----Tonight was pretty intense & it's only going to get worse....so get used to it. If you can't handle it & you don't want to do the work or the cleaning then you can leave.---- In so many words, that was the parting message from the Chef tonight. (And I'm glad she said it.) Just about everyone left the class annoyed or mad at someone or themselves. I was pleased with my results but was reaching my limit of patience with a handful of classmates.
It was a lot of work & a whole lot of cleaning, but if you paid attention, stayed organized & took seriously what you were doing, it was not hard. We worked in teams of 2 & had to produce 4 variations of 2 of the mother sauces then turn those 4 into 4 small sauces. I know that was confusing but hopefully I can explain it in simple terms.
The 5 mother sauces are Bechamel (White Sauce), Espagnole (Brown Sauce), Tomato, Hollandaise & Veloute. Tonight we made Bechamel & Veloute. We made three types of Veloute - Chicken, White Veal & Fish.
Bechamel = Milk + White Roux (roux is equal parts clarified butter & flour combined & cooked to a creamy peanut butter consistency & then used to thicken liquid - cooking it shorter or longer determines the color from White, Blonde to Brown or even darker in New Orleans - Brick)
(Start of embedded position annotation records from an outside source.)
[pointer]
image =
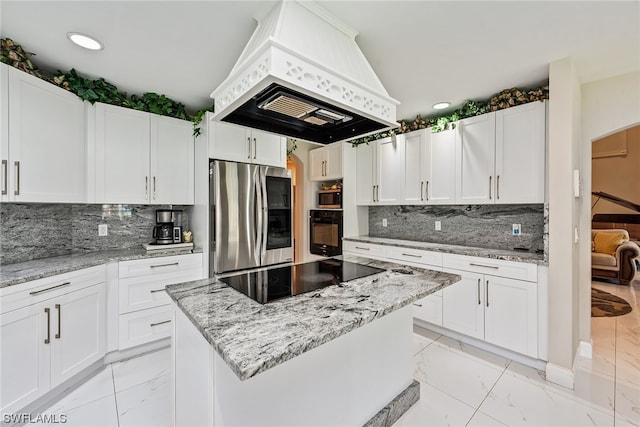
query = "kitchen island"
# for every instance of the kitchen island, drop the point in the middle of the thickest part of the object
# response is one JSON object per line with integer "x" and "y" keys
{"x": 341, "y": 355}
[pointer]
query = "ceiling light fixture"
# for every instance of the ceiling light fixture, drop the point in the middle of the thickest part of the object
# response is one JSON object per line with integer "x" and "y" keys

Chicken Veloute = Chicken Stock + Blond Roux
White Veal Veloute = White Veal Stock + Blond Roux
Fish Veloute = Fish Fumet (Mirepoix & Fish bones sweated in wine & then water added to make into a stock) + Blond Roux
Once we made the 3 veloutes & the bechamel then those were turned into 4 small sauces:
Mornay = Bechamel + Gruyere & Parmesan (like Alfredo but better)
Supreme = Chicken Veloute + tempered cream + lemon + s&p, finished with a little butter (Creamy chicken sauce with a hint of lemon)
White Wine Sauce = Fish Veloute + 1/2 reduced wine + tempered cream + lemon + s&p, finish with a little butter (Creamy fish flavor with a hint of wine & lemon)
Allemande Sauce = White Veal Veloute + tempered liaison (egg yolks whisked with cream) + lemon + s&p (veal/beef flavor, creamy with a hint of lemon)
My partner & I did pretty well. We were please with all of the results & when chef tasted them she thought the flavor profiles were prominent. The key was tasting it throughout the process & then deciding should this simmer longer, does it need seasoning, more thickener, etc. We also got a private lesson about salting. We were conservative with the salt & she explained very well that you should always salt near the end, let it incorporate, taste again & then salt again, if nec. Keep salting & tasting as long as the salt is bringing out more of the sauce flavors. As soon as you think the salt is about to go over the edge & start to make it taste salty, don't salt again. Push the flavors all the way to the edge & then stop salting.
All of these sauces were easy to make & very worth the effort. There are only a few ingredients in each sauce because the focus is to bring out the primary flavors of the stock. Heating, reducing & thickening with the roux concentrates those flavors. If you want to try any of these sauces don't be intimidated. I will try to get recipes posted by the weekend. If there's anything specific you want to know, please let me know.